Legislators don’t need help
  • In many legislative sessions, thousands of bills are introduced.
  • Topics of those bills ranged from aerospace to zoology. These bills demanded expertise on thousands of topics, from birth procedures to the death penalty, pre-Kindergarten through post-doctoral programs, microscopic research to examine internal DNA to telescopic research to explore distant stars, plain funding requirements to obscure tax loopholes, and the list goes on …
  • Consider these observations from new legislators:
    • "I don’t think it’s like anything anyone would expect. The first couple of weeks was like getting a Ph.D. in everything.”
    • "Until you’re actually in it you don’t realize the sheer volume of bills and dealing with scheduling problems.”

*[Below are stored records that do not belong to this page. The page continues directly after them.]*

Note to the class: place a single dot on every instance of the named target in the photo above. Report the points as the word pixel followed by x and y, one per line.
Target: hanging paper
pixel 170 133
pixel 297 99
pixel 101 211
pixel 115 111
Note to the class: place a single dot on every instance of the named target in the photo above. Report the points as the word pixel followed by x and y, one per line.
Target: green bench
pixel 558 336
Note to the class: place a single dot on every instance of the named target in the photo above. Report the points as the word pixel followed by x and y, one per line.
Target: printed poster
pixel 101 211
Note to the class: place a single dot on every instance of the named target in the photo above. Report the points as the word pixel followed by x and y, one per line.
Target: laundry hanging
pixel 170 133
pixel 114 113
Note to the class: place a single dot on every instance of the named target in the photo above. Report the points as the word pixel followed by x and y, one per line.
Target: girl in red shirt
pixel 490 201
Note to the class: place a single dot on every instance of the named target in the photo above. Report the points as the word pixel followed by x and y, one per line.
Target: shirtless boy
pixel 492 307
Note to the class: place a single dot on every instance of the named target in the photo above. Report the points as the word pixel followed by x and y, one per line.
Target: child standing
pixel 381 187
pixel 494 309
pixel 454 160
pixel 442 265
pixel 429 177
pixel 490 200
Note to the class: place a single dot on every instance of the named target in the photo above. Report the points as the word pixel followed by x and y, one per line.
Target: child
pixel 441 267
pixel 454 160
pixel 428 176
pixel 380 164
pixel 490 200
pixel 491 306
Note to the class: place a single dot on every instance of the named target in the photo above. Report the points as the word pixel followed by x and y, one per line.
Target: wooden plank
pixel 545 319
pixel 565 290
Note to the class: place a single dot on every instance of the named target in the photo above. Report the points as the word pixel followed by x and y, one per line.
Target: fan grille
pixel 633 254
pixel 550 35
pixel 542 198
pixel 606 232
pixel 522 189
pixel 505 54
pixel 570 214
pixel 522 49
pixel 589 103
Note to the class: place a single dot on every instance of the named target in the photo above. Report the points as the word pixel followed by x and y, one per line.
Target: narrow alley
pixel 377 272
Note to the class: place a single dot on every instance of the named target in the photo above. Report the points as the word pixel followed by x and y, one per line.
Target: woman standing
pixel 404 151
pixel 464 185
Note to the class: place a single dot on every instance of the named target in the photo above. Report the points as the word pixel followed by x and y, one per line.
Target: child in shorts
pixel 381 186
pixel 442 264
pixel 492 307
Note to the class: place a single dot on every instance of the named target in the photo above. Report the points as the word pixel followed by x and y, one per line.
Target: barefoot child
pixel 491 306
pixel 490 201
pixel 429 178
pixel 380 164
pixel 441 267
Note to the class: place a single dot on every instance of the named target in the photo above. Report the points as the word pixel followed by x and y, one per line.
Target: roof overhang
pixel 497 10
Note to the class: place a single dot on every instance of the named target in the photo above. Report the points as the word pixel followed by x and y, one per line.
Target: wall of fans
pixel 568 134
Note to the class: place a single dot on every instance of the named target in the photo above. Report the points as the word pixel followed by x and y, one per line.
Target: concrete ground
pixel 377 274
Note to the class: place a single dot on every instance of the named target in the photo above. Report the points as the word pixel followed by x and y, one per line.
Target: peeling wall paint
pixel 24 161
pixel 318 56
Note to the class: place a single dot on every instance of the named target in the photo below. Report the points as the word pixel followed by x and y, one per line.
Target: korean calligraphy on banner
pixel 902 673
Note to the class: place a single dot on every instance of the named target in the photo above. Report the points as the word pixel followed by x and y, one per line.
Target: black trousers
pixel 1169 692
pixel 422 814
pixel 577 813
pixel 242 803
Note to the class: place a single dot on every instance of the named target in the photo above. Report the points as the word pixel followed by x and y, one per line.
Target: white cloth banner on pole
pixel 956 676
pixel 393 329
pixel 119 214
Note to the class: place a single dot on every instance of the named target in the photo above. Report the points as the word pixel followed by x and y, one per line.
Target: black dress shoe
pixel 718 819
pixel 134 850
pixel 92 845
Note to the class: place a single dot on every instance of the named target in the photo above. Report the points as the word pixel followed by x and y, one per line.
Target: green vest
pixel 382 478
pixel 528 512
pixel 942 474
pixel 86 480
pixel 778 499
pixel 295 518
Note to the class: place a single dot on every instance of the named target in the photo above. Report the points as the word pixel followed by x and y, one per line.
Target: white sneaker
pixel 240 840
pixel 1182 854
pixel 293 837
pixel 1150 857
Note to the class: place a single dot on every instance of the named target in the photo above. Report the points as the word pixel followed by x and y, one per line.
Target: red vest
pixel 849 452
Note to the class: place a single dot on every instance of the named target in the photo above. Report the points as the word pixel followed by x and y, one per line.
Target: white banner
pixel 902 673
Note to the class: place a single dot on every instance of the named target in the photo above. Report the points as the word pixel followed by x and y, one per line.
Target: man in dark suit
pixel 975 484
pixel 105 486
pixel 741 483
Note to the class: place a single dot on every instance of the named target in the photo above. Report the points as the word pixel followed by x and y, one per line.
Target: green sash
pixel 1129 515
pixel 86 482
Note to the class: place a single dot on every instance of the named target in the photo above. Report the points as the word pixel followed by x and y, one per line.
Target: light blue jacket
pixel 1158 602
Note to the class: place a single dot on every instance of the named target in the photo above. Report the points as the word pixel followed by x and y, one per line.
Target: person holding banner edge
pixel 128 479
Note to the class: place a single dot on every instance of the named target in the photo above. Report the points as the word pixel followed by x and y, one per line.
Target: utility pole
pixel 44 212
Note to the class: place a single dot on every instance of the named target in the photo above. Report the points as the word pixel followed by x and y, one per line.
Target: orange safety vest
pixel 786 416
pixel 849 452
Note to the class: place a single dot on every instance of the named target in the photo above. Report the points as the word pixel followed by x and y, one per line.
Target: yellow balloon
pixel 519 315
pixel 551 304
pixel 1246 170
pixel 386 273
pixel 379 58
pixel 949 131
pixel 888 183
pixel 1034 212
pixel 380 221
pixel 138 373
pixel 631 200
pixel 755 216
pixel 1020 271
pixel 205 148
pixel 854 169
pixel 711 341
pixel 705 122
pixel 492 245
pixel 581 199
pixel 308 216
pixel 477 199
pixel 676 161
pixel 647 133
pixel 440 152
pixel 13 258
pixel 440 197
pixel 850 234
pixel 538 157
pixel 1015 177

    • “It really takes a lot of work to get up to speed on issues like water, which I don’t have much background on.  It’s far too fast-paced.  Bills come at you from the left and from the right. If they come from your committee, you have some background. If not, all you get is a summary sheet.”
Nonprofits can’t add anything of real value Actually, nonprofits can do many things that others cannot.  First, their experience in the field provides earned-insights about what policy options might (and might not) work.  Nonprofits need to appreciate that their knowledge is a valued community resource and their expertise is needed by public policy makers.

Also, nonprofits can step up to speak the truth and thus be a teammate for government agencies that may feel hemmed in for political reasons, unable to talk about their serious funding needs for fear of appearing greedy, or unable to speak the full truth about a touchy political issue for fear of retribution against their budgets.